When we hear the word authority, we tend to picture presidents, military generals, CEOs, professors, pastors, theologians, experts and the like.  Since most of us are not any of those, we can think that this whole idea of having spiritual power in everyday places does not apply to us.  Who do we think we are?

But: As our pastors regularly remind us, we are image-bearers. Genesis 1 tells us that God created humans in “his image and likeness.”

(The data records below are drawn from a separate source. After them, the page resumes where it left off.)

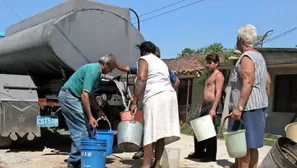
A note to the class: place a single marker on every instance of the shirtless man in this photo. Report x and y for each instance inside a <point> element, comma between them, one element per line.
<point>206,151</point>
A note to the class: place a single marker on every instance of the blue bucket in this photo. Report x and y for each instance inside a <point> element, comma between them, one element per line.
<point>93,153</point>
<point>107,135</point>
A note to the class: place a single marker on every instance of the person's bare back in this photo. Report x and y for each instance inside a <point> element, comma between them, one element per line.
<point>210,86</point>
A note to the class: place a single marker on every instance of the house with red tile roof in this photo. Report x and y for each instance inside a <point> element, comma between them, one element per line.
<point>282,67</point>
<point>189,92</point>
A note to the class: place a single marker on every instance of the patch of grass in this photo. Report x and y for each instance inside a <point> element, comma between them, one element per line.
<point>269,139</point>
<point>186,128</point>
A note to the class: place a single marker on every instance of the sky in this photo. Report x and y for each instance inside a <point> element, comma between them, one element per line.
<point>195,26</point>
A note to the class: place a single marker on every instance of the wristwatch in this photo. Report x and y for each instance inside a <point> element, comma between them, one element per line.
<point>240,108</point>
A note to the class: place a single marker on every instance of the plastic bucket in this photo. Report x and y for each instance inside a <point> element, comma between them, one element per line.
<point>129,135</point>
<point>281,155</point>
<point>171,158</point>
<point>93,153</point>
<point>107,135</point>
<point>203,128</point>
<point>235,142</point>
<point>126,115</point>
<point>291,131</point>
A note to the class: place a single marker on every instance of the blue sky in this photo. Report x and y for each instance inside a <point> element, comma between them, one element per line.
<point>195,26</point>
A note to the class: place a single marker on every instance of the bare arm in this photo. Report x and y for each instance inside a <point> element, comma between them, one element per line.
<point>176,84</point>
<point>219,83</point>
<point>247,73</point>
<point>86,103</point>
<point>268,82</point>
<point>122,67</point>
<point>141,79</point>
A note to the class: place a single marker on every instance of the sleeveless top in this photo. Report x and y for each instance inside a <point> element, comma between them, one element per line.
<point>158,79</point>
<point>258,97</point>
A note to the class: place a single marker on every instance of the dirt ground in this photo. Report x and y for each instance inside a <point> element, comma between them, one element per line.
<point>52,150</point>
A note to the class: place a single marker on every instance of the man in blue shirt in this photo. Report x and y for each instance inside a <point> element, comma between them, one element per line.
<point>75,103</point>
<point>133,70</point>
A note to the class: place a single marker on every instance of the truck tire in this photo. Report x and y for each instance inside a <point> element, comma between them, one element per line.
<point>5,142</point>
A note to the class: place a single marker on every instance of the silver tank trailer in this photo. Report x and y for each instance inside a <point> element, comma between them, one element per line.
<point>69,35</point>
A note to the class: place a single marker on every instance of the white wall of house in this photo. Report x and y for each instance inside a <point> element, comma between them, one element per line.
<point>276,121</point>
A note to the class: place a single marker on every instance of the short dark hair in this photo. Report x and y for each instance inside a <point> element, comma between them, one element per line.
<point>147,47</point>
<point>213,58</point>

“Image-bearer” is not just a description or an identity; it is also a job description, a vocation.

The human vocation, what it means to be a human being, is to “be fruitful and multiply; fill the earth and steward it into fruitfulness.”  In other words, humans are called to bring God’s wise and good rule and authority into all of God’s Creation.  We are to work, under God and with God, to be part of God causing his Kingdom to come and his will to be done on earth as it is in heaven.

Yes, absolutely: sin defaces and distorts that image.  But it does not erase that image or the calling that accompanies it.  That image and calling are redeemed in Christ by the Spirit.

That’s what took Paul to Ephesus.

Notice Paul’s “theme” as he steps into his image-bearer job description in Ephesus: he argued “persuasively about the kingdom of God.”  When Paul entered Ephesus, there were already several “kingdoms” in place and in operation.  There was the kingdom of the Roman Empire; the kingdom of the goddess Diana, along with other gods; the kingdoms of local history and culture, economic kingdoms, social kingdoms, personal kingdoms of the powerful and well-placed.

Paul’s proclamation of God’s kingdom confronted all those other kingdoms with the beauty and truth and power of the Gospel.  When Jesus is proclaimed as the world’s true King, those other “kings” don’t like it!  This is what we mean when we speak of “spiritual warfare.”  This is why Paul wrote to the Christians in Ephesus that “we aren’t struggling against flesh and blood, but against the principalities and powers” (see last week’s passage, Ephesians 6:10-18).

Who do you think you are?  Well, God sees you as a redeemed-by-Christ bearer of his image … as a member of his family and citizen of his Kingdom … as a representative and authorized agent of that Kingdom … as a carrier of his authority and power into your everyday places.

In Christ, you are actually quite awesome!  

Lord, give us the humility and the courage to learn how to be who you say we are: bearers of your image, representatives of your Kingdom, authorized agents for your purposes.